"A computer system uses passwords [..]": Probabilities=?

[s3a]

Homework Statement

PROBLEM(S):
A computer system uses passwords that contain exactly eight characters, and each character is one of 26 lowercase letters (a–z) or 26 uppercase letters (A–Z) or 10 integers (0–9). Let Ω denote the set of all possible passwords, and let A and B denote the events that consist of passwords with only letters or only integers, respectively. Suppose that all passwords in Ω are equally likely.

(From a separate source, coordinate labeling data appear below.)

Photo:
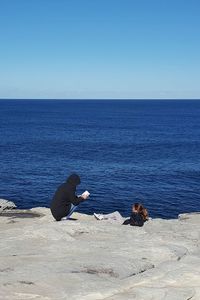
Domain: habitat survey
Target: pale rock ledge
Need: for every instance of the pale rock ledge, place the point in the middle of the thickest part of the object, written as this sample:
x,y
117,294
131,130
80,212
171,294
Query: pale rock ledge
x,y
88,259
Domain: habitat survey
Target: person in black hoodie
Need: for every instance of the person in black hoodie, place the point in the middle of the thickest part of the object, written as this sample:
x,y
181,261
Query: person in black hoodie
x,y
65,200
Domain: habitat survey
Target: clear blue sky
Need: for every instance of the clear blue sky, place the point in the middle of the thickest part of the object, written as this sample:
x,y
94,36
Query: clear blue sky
x,y
99,49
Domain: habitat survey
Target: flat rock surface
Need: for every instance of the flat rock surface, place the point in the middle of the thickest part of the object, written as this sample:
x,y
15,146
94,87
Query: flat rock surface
x,y
83,258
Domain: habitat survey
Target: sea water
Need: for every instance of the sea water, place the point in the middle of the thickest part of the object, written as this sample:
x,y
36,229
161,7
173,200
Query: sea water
x,y
125,151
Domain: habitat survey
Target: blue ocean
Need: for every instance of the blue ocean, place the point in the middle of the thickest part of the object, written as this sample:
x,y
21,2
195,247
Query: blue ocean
x,y
125,151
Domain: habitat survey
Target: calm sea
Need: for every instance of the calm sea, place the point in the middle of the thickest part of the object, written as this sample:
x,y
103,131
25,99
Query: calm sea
x,y
124,152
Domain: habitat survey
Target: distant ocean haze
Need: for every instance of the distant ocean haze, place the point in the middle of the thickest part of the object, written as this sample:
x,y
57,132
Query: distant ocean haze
x,y
125,151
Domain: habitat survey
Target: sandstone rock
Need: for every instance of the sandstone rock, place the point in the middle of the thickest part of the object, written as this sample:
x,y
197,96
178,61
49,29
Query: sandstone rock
x,y
89,259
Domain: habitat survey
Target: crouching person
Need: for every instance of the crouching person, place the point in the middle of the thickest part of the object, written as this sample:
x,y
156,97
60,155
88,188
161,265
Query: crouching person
x,y
65,200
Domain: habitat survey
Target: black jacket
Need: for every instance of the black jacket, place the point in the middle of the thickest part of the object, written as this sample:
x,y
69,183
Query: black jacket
x,y
64,197
136,219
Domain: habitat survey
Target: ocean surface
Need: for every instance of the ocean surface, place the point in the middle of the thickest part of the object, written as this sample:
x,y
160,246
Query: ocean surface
x,y
124,151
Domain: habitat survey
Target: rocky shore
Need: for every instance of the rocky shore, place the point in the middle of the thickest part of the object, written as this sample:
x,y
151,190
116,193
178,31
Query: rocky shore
x,y
86,259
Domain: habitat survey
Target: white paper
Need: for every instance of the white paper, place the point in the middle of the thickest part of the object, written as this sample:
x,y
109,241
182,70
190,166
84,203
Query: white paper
x,y
85,194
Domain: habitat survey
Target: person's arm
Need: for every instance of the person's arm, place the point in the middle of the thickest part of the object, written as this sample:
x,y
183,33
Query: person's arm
x,y
139,221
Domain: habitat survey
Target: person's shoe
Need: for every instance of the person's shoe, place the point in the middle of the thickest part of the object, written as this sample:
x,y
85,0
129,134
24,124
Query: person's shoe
x,y
98,216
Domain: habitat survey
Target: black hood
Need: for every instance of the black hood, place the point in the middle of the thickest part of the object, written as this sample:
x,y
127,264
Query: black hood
x,y
73,180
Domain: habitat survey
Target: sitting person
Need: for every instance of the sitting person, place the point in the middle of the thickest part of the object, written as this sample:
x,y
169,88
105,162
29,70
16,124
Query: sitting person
x,y
138,216
65,201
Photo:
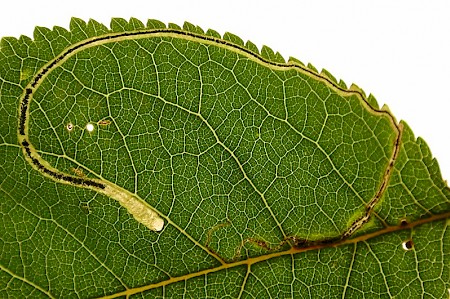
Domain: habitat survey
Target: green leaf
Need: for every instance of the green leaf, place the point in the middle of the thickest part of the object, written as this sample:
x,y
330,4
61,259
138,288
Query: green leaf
x,y
166,162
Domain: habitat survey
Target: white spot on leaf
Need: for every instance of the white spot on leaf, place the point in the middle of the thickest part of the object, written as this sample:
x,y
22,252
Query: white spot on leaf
x,y
140,210
407,245
90,127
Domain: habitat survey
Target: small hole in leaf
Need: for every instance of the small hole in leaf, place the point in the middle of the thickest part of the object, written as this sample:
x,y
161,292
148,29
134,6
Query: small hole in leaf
x,y
90,127
407,245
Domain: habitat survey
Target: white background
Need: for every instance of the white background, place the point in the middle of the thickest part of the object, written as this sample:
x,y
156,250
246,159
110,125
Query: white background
x,y
397,50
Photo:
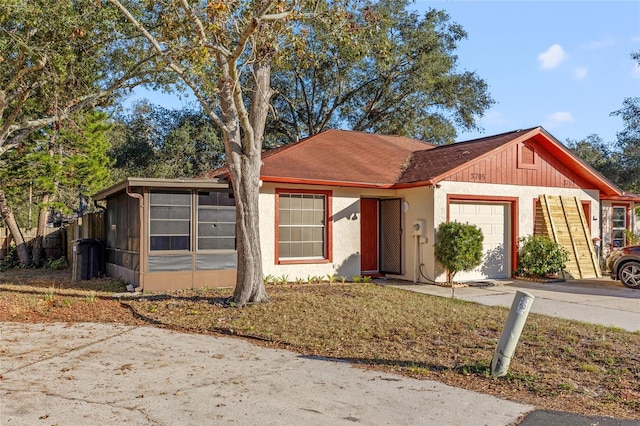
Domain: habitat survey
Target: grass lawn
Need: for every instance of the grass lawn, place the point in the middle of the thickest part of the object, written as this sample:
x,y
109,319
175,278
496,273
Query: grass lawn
x,y
558,365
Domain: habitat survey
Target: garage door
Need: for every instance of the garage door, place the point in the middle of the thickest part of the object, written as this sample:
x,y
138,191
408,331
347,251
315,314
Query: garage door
x,y
493,220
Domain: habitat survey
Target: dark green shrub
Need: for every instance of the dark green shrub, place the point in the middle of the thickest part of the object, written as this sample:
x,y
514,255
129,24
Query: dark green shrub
x,y
458,247
540,255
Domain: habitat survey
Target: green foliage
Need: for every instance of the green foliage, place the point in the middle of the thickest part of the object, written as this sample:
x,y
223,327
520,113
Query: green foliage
x,y
539,255
599,155
394,72
151,141
458,247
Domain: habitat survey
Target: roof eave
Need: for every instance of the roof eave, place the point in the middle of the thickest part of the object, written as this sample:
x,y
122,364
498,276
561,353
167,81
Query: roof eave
x,y
159,183
278,179
436,179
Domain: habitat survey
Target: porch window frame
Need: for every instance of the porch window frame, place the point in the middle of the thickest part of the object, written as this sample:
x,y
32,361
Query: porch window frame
x,y
188,192
627,223
328,229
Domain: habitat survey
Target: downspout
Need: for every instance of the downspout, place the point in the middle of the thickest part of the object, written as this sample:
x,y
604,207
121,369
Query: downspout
x,y
143,252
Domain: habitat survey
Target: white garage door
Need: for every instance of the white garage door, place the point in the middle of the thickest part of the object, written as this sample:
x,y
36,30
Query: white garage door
x,y
493,220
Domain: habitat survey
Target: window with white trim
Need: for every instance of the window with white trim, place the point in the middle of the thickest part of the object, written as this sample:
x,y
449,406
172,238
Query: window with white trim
x,y
302,232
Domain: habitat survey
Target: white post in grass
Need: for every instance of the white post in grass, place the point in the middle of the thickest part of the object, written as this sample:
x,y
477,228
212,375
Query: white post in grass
x,y
511,333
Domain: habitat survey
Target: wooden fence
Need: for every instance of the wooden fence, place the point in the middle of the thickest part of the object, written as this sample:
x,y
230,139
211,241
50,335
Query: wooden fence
x,y
58,242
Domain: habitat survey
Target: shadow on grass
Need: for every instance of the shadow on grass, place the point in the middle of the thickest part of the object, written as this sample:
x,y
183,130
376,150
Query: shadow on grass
x,y
478,368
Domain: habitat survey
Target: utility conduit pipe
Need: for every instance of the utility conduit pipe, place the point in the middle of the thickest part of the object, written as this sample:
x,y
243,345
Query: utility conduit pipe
x,y
511,333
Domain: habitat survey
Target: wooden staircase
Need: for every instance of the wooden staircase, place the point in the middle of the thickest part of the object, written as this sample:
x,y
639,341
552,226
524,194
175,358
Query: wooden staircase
x,y
562,219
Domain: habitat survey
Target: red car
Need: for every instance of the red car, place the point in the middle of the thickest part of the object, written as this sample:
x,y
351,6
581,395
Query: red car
x,y
624,265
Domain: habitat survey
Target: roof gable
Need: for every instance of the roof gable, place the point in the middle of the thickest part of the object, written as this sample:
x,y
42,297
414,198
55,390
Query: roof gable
x,y
443,160
348,158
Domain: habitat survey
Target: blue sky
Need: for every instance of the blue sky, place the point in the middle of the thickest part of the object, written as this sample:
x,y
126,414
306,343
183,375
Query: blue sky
x,y
563,65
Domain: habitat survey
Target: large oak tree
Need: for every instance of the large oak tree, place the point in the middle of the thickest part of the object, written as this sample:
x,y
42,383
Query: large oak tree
x,y
391,71
223,51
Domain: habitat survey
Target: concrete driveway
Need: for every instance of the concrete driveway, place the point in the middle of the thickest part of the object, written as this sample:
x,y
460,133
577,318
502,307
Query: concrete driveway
x,y
105,374
598,301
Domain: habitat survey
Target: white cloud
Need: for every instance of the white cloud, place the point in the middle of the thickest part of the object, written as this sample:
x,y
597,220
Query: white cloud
x,y
552,57
580,72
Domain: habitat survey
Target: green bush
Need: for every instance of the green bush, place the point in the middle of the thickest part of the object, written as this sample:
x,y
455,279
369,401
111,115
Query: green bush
x,y
458,247
540,255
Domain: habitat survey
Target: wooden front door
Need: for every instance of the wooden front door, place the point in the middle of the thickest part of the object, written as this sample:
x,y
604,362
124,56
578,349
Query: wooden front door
x,y
369,234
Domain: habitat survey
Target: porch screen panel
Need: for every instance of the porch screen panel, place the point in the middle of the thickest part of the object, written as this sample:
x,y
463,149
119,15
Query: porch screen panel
x,y
216,220
170,221
391,236
123,231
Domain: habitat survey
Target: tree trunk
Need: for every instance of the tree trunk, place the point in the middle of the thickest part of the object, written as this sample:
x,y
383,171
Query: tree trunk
x,y
250,283
10,220
43,216
243,149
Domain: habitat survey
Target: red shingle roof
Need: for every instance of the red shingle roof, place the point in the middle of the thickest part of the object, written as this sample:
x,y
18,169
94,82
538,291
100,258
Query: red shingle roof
x,y
347,158
426,165
341,156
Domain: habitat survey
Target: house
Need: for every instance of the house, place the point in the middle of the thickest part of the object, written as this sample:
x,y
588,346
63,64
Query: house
x,y
352,203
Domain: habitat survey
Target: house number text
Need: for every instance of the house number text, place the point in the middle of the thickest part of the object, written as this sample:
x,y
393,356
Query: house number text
x,y
478,176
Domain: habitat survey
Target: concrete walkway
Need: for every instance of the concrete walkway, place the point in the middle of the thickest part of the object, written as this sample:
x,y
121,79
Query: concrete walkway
x,y
104,374
597,301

Determine the probability of each of the following:
(a) A
(b) B
(c) A password contains at least 1 integer.
(d) A password contains exactly 2 integers.

ANSWERS:
(a) 0.2448
(b) 4.58E−7
(c) 0.7551
(d) 0.254

Homework Equations

Multiplication rule.

The Attempt at a Solution

Could someone please show me how to do (a), so that I can work on the rest on my own? For (a), I tried P(A) = 1/(52^8), but that's wrong.

 

[Mark44]

Homework Statement

PROBLEM(S):
A computer system uses passwords that contain exactly eight characters, and each character is one of 26 lowercase letters (a–z) or 26 uppercase letters (A–Z) or 10 integers (0–9). Let Ω denote the set of all possible passwords, and let A and B denote the events that consist of passwords with only letters or only integers, respectively. Suppose that all passwords in Ω are equally likely.

Determine the probability of each of the following:
(a) A
(b) B
(c) A password contains at least 1 integer.
(d) A password contains exactly 2 integers.

ANSWERS:
(a) 0.2448
(b) 4.58E−7
(c) 0.7551
(d) 0.254

Homework Equations

Multiplication rule.

The Attempt at a Solution

Could someone please show me how to do (a), so that I can work on the rest on my own? For (a), I tried P(A) = 1/(52^8), but that's wrong.

For each character chosen, you have 52 possible characters out of a total of 62.

 

[s3a]

Oh, I see!

So, (a) is (52/62)^8!

Thanks!

 

[s3a]

I also get (b) to be roughly 4.58E-7, but could you please help me with parts (c) and (d) now?

 

[HallsofIvy]

Oh, I see!

So, (a) is (52/62)^8!

Thanks!

Assuming that "!" is not a factorial, yes! (And, of course, that fraction can be reduced- 52/62= 26/31.)

 

[s3a]

For (c), i get [1/10 * 10/62]^8, but that's wrong.

 

[s3a]

The "!" was not for a factorial; it was just because of my excitement. :)

Could you help me with part (c)?

 

[Dick]

The "!" was not for a factorial; it was just because of my excitement. :)

Could you help me with part (c)?

The set of all passwords containing at least one integer is equal to the set of ALL passwords minus the set of passwords consisting of only letters. So?

 

[s3a]

I get 62^8 - 52^8 ~= 1.65E14 passwords containing at least one integer.

 

[Dick]

I get 62^8 - 52^8 ~= 1.65E14 passwords containing at least one integer.

Now translate that into a probability.